Barre montrant les fréquences alléliques p et q se combinant en bandes de fréquence génotypique p au carré, 2pq et q au carré
Les deux fréquences alléliques (p et q) déterminent les trois fréquences génotypiques p², 2pq et q².

Exemple concret

Supposons que la fréquence de l'allèle récessif soit \(q = 0{,}3\). On en déduit \(p = 1 - 0{,}3 = 0{,}7\). Les fréquences génotypiques sont alors \(p^2 = 0{,}49\) (49 % d'homozygotes dominants), \(2pq = 2 \times 0{,}7 \times 0{,}3 = 0{,}42\) (42 % d'hétérozygotes) et \(q^2 = 0{,}09\) (9 % d'homozygotes récessifs). Leur somme donne \(0{,}49 + 0{,}42 + 0{,}09 = 1{,}00\), ce qui confirme que la population est bien à l'équilibre.

Questions fréquentes

Et si je ne connais que le nombre d'individus atteints ? Le phénotype récessif correspond à \(q^2\). Divisez le nombre d'individus atteints par l'effectif total pour obtenir \(q^2\), puis prenez sa racine carrée afin de trouver \(q\), que vous saisirez ensuite.

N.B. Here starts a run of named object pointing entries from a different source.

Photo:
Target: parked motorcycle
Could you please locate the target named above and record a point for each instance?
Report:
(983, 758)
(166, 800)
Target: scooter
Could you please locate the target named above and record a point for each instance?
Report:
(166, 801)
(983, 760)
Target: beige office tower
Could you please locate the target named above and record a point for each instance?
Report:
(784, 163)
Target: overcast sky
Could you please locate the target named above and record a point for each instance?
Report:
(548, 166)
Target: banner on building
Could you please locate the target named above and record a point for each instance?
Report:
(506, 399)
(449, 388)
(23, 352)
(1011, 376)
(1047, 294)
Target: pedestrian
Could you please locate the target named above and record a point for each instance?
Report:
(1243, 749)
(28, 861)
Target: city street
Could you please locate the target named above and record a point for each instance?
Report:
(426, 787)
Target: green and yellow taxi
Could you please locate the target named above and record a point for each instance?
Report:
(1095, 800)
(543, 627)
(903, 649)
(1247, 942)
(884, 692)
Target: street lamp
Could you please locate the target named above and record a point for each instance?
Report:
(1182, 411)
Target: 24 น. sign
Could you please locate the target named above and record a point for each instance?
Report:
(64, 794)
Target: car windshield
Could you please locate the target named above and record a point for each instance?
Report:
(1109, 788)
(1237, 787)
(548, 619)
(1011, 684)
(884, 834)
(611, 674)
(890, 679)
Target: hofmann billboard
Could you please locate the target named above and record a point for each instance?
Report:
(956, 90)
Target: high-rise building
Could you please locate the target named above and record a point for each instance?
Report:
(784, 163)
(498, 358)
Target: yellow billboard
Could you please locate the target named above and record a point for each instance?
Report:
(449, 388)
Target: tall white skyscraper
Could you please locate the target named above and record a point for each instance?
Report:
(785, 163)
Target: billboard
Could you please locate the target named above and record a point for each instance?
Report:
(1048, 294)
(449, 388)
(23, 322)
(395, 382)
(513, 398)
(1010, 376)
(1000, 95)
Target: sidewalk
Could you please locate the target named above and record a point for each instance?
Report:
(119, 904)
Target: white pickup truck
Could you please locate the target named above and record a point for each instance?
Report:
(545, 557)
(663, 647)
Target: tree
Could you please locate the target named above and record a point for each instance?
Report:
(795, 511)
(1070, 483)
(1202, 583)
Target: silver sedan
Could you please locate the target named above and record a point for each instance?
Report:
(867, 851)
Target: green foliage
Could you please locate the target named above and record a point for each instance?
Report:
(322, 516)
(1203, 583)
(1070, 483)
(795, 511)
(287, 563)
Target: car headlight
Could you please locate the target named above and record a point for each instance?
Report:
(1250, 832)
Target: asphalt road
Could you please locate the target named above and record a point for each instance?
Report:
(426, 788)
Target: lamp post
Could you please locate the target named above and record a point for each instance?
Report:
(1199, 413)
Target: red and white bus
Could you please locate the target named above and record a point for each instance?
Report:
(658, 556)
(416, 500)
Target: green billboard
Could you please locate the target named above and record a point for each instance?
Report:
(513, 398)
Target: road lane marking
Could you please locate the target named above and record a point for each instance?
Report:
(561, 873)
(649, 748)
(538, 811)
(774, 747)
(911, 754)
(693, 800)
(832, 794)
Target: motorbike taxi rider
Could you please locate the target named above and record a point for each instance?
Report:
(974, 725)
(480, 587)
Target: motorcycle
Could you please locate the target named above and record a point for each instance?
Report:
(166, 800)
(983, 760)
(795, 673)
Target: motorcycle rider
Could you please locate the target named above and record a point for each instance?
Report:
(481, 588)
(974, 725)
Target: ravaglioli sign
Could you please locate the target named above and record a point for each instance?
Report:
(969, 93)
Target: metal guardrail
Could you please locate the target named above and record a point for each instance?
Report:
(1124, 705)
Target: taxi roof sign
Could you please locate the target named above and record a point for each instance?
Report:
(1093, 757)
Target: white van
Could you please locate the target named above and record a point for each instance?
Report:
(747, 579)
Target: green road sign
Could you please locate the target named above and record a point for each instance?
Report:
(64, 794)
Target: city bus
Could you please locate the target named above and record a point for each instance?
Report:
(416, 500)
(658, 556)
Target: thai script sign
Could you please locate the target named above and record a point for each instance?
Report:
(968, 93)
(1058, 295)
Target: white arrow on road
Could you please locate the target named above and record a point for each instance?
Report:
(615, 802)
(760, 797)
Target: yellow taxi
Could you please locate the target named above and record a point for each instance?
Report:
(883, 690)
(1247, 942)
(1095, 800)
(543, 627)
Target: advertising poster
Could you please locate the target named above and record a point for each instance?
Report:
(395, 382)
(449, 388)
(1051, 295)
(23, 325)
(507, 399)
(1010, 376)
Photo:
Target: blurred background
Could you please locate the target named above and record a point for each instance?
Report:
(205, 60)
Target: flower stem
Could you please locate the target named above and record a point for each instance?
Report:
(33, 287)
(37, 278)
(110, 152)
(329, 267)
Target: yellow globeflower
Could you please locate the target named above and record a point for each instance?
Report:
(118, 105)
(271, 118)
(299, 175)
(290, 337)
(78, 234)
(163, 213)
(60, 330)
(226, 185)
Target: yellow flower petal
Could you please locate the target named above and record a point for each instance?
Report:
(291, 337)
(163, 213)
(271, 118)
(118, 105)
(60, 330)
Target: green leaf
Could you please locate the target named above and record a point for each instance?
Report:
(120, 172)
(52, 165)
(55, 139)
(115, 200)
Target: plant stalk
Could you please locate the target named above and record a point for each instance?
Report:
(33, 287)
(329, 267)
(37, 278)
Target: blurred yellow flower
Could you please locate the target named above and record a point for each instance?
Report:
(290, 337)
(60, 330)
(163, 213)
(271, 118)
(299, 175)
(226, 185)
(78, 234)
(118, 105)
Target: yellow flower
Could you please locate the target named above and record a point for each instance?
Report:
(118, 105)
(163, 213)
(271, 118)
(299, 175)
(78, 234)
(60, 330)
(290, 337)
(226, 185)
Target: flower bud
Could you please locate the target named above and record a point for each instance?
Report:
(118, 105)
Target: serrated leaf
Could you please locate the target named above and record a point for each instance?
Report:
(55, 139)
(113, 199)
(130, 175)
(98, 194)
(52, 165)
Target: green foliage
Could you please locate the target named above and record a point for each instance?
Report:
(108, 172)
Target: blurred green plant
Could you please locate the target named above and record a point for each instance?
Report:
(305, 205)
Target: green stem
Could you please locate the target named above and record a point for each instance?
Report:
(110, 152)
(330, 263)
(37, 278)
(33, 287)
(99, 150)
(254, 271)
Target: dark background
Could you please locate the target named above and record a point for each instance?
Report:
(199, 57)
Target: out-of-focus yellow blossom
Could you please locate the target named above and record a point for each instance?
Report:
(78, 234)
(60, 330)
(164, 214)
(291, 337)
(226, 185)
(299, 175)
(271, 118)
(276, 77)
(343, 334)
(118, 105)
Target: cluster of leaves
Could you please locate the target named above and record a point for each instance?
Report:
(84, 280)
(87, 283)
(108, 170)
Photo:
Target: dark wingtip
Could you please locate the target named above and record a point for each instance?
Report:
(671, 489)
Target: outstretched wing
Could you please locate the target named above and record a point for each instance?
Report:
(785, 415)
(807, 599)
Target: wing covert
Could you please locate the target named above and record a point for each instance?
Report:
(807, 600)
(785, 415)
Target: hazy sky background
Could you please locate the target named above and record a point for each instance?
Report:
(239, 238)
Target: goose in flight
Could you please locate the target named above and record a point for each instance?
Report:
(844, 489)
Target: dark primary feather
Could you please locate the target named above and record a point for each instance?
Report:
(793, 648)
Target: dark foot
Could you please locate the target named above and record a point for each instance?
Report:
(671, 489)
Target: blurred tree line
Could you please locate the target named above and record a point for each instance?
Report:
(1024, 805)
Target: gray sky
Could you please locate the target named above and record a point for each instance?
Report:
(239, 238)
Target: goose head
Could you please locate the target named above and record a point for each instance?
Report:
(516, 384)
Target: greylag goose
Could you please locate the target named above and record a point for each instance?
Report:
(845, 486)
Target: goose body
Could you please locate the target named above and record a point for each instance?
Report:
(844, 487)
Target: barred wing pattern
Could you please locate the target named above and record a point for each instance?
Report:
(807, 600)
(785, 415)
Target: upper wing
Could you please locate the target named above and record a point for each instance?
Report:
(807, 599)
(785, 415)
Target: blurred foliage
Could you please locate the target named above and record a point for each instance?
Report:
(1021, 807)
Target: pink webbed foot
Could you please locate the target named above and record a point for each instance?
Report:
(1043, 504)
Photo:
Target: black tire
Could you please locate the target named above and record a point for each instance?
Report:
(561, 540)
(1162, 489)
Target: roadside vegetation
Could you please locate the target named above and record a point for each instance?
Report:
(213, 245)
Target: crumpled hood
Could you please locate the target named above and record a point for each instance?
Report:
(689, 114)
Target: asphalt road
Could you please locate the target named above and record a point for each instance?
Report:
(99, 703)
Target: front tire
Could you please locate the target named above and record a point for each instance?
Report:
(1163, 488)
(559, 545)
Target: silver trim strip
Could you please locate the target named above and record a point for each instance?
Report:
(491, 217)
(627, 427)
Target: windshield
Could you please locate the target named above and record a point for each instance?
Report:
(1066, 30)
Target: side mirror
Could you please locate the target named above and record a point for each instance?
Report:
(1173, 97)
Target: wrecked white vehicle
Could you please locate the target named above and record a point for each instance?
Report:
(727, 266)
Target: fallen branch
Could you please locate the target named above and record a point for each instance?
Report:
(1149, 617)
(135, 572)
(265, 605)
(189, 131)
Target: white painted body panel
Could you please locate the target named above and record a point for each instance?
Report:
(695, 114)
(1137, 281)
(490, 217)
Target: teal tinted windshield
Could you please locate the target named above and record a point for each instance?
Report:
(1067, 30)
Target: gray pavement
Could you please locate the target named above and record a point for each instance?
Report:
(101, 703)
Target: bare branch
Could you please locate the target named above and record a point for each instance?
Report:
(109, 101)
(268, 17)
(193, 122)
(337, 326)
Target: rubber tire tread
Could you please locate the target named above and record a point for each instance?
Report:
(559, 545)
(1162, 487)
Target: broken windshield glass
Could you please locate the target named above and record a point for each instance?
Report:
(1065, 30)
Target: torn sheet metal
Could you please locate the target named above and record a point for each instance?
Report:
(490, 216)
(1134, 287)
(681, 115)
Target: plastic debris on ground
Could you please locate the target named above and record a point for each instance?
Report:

Pourquoi la somme des fréquences génotypiques est-elle égale à 1 ? Parce qu'elles englobent toutes les combinaisons génotypiques possibles dans la population : leurs proportions couvrent donc 100 % des individus.

Les porteurs sont-ils les hétérozygotes ? Oui. Pour un caractère récessif, les porteurs possèdent un allèle dominant et un allèle récessif : ils constituent le groupe \(2pq\).